The Big Interview questions – Professor Kamlesh Khunti
Professor Kamlesh Khunti is a pioneer in type 2 diabetes research and is ranked third among the top 10 of the world’s leading experts into the condition.
A co-founder of the Leicester Diabetes Centre and Professor of Primary Care Diabetes and Vascular Medicine at the University of Leicester, he also tops the UK list of diabetes experts.
He is also Director of the National Institute for Health Research (
How do you think the national approach to preventing and treating type 2 diabetes has been going in the last couple of years, prior to the pandemic?
That National Diabetes approach programme seems to have done really well. The number of people attending is greater than that was modelled in the initial programme.
Do you think the general public have become more aware of type 2 diabetes and what a serious condition it can become? If so, why?
Overall the general public is more aware of type 2 diabetes but I am not sure if they are aware it is a serious condition with long term consequences. I think there is still a lot of work to be done to raise public awareness especially in socio-economically deprived groups and black minority population
The sugar tax was introduced last year in a bid to reduce childhood obesity, do you think it has helped?
We do not have data on sugar tax and childhood obesity in the UK. However, there have been a number of global studies such as from Mexico which have shown that sugar sweetened beverages have been reduced as a result of sugar tax. It will take much longer to see any benefits at population level including childhood obesity.
How else do you think we should be targeting young people in a bid to help drive down type 2 diabetes figures?
I think the way we approach young people in the management of type 2 diabetes needs to be very different. They are less engaging in their care and the model of care for this population needs to be different including virtual clinics and use of technologies for self management education.
You were involved in the development of a major European-wide consensus statement on the safe glucose-lowering in older adults with type 2 diabetes. What impact has the consensus had?
We are not aware of the impact this consensus document has had – its early days. However, we have certainly had excellent feedback from healthcare professionals commenting that this was a timely consensus document to help them manage type 2 diabetes in this population.
Last year you were awarded with the South Asian Health Foundation’s Lifetime Achievement Award, tell us about the work you have done within this field.
I was delighted and honoured to get the award. I think this was the result of our groups work over the last 20 years in improving the care of south Asian people with type 2 diabetes with cardiometabolic diseases. This includes the areas of screening, prevention and management of complications.
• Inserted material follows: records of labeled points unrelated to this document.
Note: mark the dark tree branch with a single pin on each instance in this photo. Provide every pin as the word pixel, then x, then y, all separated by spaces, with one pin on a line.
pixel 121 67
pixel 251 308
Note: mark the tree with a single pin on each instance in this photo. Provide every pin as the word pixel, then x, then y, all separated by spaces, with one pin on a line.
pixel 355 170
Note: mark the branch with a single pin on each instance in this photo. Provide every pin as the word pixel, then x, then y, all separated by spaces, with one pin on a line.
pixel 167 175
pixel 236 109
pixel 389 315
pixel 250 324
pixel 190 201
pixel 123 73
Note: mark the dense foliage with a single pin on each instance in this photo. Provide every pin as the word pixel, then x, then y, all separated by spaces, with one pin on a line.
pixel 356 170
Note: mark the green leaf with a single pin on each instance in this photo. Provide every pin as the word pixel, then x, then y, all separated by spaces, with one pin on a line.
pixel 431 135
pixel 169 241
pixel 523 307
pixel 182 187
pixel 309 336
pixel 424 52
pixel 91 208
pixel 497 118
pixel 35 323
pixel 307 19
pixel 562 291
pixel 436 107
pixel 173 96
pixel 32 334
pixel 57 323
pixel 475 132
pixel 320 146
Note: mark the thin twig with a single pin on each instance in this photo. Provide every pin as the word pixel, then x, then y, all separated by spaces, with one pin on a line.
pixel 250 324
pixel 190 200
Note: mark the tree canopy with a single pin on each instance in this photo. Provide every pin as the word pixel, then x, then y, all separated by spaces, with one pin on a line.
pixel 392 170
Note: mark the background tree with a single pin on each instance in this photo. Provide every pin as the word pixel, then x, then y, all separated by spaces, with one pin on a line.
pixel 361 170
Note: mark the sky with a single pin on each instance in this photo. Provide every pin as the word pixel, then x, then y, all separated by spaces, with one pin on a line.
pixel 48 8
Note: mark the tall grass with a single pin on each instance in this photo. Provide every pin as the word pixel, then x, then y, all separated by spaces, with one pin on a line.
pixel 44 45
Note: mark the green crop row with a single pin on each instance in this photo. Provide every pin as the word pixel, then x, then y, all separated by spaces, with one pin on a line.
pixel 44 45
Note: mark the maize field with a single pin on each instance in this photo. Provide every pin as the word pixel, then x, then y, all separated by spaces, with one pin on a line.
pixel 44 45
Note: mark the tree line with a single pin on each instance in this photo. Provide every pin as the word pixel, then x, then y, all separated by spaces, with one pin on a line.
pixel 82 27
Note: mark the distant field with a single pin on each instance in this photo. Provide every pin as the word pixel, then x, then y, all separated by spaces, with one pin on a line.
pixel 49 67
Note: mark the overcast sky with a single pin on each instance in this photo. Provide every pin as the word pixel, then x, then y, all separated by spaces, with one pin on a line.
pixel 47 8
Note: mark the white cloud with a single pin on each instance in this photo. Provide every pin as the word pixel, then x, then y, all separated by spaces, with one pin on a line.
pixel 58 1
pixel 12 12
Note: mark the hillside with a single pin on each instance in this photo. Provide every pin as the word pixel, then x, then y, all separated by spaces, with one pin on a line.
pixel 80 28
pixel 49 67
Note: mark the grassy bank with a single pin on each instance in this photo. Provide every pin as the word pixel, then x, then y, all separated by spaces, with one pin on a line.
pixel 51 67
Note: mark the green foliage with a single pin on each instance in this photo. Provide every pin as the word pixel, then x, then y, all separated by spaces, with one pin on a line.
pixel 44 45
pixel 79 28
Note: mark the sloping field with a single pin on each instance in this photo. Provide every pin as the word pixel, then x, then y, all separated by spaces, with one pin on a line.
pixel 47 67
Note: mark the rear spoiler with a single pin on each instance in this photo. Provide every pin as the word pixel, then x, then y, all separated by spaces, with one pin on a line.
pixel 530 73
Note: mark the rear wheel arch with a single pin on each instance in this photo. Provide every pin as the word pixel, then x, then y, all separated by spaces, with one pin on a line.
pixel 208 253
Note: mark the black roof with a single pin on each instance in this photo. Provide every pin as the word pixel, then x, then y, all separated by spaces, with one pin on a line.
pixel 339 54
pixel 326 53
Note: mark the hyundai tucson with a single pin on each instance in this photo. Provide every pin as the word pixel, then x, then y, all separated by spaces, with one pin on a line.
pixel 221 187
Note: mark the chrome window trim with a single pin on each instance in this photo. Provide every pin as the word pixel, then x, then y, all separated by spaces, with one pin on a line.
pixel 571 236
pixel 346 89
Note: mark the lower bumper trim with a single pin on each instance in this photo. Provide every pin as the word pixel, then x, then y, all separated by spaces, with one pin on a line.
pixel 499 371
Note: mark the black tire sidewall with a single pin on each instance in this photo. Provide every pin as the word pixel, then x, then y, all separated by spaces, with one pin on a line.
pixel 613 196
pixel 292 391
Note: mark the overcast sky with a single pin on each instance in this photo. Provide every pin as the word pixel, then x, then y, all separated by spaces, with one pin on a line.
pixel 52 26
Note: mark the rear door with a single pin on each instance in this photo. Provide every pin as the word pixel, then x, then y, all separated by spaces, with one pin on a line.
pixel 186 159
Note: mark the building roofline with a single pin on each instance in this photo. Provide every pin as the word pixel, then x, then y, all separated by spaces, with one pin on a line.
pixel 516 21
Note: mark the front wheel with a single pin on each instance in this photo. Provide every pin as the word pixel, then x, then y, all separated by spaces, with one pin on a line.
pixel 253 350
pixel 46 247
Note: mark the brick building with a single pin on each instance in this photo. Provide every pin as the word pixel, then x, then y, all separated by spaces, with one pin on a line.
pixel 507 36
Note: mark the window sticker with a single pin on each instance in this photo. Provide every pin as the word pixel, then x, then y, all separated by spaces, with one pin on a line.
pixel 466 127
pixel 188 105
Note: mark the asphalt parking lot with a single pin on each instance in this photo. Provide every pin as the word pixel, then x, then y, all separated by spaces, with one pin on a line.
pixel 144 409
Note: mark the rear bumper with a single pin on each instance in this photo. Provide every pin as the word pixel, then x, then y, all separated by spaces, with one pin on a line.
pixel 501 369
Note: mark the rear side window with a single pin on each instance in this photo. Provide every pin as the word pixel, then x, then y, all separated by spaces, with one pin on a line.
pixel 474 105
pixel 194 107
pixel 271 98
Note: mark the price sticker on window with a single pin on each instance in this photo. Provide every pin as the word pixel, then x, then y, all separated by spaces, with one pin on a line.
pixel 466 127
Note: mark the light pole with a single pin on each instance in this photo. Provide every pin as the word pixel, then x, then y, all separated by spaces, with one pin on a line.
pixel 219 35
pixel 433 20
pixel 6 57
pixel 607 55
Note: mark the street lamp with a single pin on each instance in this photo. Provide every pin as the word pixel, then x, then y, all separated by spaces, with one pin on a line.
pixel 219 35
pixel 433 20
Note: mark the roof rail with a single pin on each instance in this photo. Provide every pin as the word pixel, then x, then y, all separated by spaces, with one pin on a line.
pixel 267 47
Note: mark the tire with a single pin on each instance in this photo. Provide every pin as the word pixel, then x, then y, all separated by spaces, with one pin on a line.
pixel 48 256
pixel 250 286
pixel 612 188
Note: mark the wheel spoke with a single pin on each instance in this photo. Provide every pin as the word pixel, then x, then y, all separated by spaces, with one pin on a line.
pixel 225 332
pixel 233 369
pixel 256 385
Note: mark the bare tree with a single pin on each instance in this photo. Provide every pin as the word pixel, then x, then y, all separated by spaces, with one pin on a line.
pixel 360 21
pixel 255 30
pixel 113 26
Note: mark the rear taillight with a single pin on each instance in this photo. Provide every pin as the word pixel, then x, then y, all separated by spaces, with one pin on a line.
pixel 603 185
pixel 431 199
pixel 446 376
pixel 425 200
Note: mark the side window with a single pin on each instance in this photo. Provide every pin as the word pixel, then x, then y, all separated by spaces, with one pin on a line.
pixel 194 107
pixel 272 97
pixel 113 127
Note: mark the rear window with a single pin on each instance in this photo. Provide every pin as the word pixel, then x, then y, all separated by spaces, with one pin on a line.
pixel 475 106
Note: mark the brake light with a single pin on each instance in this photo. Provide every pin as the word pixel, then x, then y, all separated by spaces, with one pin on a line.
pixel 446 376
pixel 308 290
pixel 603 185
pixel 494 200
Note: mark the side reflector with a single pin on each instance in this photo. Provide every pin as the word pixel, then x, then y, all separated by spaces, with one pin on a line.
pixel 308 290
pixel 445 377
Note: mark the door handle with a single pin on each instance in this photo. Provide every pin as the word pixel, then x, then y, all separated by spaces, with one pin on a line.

Since the DiRECT study has been published there has been a definite shift in accepting type 2 diabetes can be put into remission, why do you think this is?
I think the results of the DiRECT trial were quite dramatic with the number of people who went into remission. However, we do now have 2-year data where remission rates have attenuated. The main reason for high impact of the DiRECT trial is that for the first time we have seen remission with lifestyle intervention compared with what we had previously seen with mainly bariatric surgery.
You have been involved in helping to develop a new training programme developed to specifically help primary care healthcare professionals better understand the very latest (glucagon-like peptide 1 receptor agonists (GLP-1 RA) treatments, tell us more about this.
The Leicester Diabetes Centre has vast experience in the training of healthcare professionals and the recent programme for GLP1RA has been designed with the view to appropriately manage people with type 2 diabetes who are at high risk of cardiovascular disease such as those with atherosclerotic cardiovascular disease.
As we know the EASD ADA consensus report recommends GLP-1 receptor agonists for people with established atherosclerosis disease or at high risk.
However, this is not translating into clinical practice. We hope that this training programme will equip primary healthcare professionals to initiate these therapies earlier on in these appropriate groups.
Education is continuing to dominate type 2 diabetes treatment, what are you currently working on, which could potentially change the future of how we approach the condition?
Our group will continuously work on education programmes in the management of people at risk or with cardiometabolic diseases. The current programme of work is similar to the ones we have done over the years but we have new additions such as the management of people with cardiometabolic and renal diseases and in particular multimorbidity. The evidence base in type 2 diabetes is also changing at a more rapid pace than many other conditions and we obviously need to make sure that our healthcare professionals are kept up to date.
What else can be done to continue to help tackle the burden of type 2 diabetes?
We need patient level interventions both to screen and prevent diabetes but also manage people with T2 diabetes more aggressively in early disease so as to reduce long term complications. There is now compelling data of aggressive early management and we need to start putting this into practice. A lot more can also be done at population level such as the sugar tax that was mentioned previously and other interventions such as food labelling.
We last interviewed you in 2016 when you cited the Leicester Diabetes Centre as being one of your biggest achievements, has anything superseded this.
The work that is ongoing at the Leicester Diabetes Centre with our amazing team is still one of my greatest achievement. We are now one of the largest education and research centres in Europe and we would obviously like to continue to bring education programmes, innovation and published research up to the highest quality that is going to change clinical practice.